Chat Completions
为给定对话创建模型响应。接收消息列表并返回模型的下一条回复。可用于聊天界面、AI 助手、内容生成和各类文本工作流。
本页说明 OpenAI 兼容的 Chat Completions 端点。请使用 openai Python 包或任意 OpenAI 兼容 SDK,并设置 OPENAI_BASE_URL=https://api.linkharbor.ai/v1。Anthropic Messages API 请使用 /anthropic/v1/messages。
请求体
要使用的模型 ID。可通过 GET /v1/models 获取可用模型,并将 your-model-name 替换为实时模型目录中的真实 ID。
组成对话的消息列表。模型会根据这段历史生成下一条回复。
消息作者角色。可选值:system(设置助手行为)、user(用户输入)或 assistant(先前模型回复)。
消息的文本内容。
如果为 true,响应会以 Server-Sent Events (SSE) 流式返回,而不是单个 JSON 对象。每个 chunk 都包含增量内容 delta,流以 data: [DONE] 结束。
采样温度。较高值(如 0.9)会产生更有创意、更多样的输出;较低值(如 0.2)会让响应更聚焦、更确定。建议只调整 temperature 或 top_p 其中之一。

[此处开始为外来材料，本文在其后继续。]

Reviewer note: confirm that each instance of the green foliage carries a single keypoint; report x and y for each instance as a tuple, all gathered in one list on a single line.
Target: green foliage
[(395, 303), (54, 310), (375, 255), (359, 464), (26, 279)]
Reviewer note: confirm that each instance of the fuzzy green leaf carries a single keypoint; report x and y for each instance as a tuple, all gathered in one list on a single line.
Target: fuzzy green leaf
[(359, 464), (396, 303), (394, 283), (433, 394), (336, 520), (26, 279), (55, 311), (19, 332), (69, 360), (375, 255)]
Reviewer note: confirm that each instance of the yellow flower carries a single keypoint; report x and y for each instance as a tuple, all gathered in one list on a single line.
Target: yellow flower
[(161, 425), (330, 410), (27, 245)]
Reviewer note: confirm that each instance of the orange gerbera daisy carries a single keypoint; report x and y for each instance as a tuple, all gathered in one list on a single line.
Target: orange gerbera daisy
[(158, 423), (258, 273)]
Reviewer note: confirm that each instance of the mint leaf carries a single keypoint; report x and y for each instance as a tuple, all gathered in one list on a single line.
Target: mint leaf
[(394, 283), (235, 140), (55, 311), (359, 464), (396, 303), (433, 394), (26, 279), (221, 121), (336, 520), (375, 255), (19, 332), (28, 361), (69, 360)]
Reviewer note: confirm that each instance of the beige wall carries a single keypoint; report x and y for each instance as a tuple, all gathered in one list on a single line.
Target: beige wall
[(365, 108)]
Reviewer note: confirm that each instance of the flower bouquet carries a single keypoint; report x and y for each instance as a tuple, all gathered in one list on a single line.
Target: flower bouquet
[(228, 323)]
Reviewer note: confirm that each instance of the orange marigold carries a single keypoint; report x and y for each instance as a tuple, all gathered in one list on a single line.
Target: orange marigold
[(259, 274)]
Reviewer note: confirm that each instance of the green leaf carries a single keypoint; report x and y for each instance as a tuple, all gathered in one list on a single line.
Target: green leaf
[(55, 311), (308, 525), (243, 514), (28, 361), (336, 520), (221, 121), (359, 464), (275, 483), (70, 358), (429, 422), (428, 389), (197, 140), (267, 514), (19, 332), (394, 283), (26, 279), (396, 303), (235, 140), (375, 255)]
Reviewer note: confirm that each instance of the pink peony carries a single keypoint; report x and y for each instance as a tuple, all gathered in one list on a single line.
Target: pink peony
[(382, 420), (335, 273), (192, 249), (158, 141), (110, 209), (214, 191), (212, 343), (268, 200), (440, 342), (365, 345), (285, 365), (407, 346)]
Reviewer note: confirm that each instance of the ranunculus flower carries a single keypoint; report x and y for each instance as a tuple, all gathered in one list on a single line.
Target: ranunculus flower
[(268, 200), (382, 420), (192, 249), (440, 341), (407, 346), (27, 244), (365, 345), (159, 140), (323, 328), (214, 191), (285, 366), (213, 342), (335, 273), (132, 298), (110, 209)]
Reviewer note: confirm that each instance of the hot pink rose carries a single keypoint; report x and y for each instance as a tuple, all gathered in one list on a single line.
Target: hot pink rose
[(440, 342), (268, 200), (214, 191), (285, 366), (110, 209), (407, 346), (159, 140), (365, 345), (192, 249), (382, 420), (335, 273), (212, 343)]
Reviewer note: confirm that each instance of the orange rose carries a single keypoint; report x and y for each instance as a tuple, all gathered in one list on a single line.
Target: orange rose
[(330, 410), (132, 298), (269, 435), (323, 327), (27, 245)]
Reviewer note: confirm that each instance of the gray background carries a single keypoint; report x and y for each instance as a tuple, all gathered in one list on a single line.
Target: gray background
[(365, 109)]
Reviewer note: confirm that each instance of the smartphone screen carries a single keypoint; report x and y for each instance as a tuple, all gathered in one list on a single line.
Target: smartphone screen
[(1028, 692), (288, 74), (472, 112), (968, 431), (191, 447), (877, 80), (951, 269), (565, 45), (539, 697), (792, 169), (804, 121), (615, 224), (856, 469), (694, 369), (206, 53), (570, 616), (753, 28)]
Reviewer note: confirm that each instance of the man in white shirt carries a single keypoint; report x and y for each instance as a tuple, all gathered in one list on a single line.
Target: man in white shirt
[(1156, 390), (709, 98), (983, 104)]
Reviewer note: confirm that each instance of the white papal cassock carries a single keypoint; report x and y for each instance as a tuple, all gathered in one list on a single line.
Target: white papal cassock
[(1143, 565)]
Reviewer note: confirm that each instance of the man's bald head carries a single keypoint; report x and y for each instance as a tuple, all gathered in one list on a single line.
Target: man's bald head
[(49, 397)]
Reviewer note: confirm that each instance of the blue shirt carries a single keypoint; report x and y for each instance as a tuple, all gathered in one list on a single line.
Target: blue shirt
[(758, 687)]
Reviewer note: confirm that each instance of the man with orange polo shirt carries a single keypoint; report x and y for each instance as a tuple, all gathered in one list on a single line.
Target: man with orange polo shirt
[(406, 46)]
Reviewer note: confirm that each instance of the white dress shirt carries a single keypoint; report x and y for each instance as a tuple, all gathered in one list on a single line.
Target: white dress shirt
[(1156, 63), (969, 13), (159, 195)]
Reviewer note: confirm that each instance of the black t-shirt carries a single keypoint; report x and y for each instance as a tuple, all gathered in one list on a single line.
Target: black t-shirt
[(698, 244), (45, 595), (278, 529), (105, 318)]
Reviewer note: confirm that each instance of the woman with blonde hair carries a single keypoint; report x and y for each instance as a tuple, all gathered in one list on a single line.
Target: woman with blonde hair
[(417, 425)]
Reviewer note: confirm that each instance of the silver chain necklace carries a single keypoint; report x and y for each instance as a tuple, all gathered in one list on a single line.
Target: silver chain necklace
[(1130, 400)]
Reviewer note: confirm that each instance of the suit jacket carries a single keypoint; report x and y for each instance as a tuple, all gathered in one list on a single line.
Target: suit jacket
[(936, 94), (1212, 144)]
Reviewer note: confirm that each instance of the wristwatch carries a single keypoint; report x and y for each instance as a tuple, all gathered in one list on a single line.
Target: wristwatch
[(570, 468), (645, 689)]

生成的最大 token 数。输入 token 与该值之和不能超过模型上下文窗口。不传则使用模型默认最大值。
响应
返回 chat completion 对象。成功时 HTTP 状态码为 200;出错时返回包含错误类型和消息的 JSON 对象。
本次 completion 的唯一标识符,以 chatcmpl- 开头。
生成本次 completion 的模型。
生成结果数组。每项都包含带 role 和 content 的 message,以及 finish_reason(例如 stop 表示自然结束,length 表示达到 max_tokens)。
本次请求的 token 用量统计。
输入消息中的 token 数。
生成响应中的 token 数。
总 token 数(prompt + completion)。